Local government had hoped that 2013-14 would be a year when overall government funding would be “reasonably stable” after two years of steep cuts, according to the group. Under those proposals, set out in the comprehensive spending review, there should have only been a 0.8 per cent cut to this year’s core funding – after 9 per cent cuts in both 2011/12 and 2012/13. However, “what we are now seeing is the prospect of potential funding reductions that . . . amount to a total funding reduction of up to a further £1bn or more,” the document says.
The £1bn figure for cuts and deferred grants includes £345m of delayed business rate payments and £200m of education support funding switched to academies. The figure also includes a £150m reduction in the early intervention grant and £100m of “under-funding” from changes in council tax benefit. The final component is an estimated £200m stemming from a pay freeze in local government which the Treasury clawed back from councils.

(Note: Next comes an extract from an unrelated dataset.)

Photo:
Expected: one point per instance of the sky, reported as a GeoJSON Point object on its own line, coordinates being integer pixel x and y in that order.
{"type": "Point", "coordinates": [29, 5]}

One Whitehall official said that some of the LGA’s calculations had been “disingenuous”. A spokesman for the communities department said that the full details of next year’s spending would not be clear until the local government finance settlement in December. “Councils account for a quarter of all public spending – this year English councils will spend £114bn – so it is vital they continue to play their part tackling the inherited budget deficit,” he said.
But Sir Merrick Cockell, chair of the LGA, said he was in talks with senior ministers to try to “sort out” the issue. “This has significant implications for all local services. In particular it threatens to severely limit councils’ ability to promote growth at a local level, which would be hugely counterproductive,” he said.
The group has previously warned that the last spending review, combined with the rising cost of social care, will mean that money for non-statutory services such as libraries and leisure centres will have been slashed by 90 per cent in cash terms by 2020.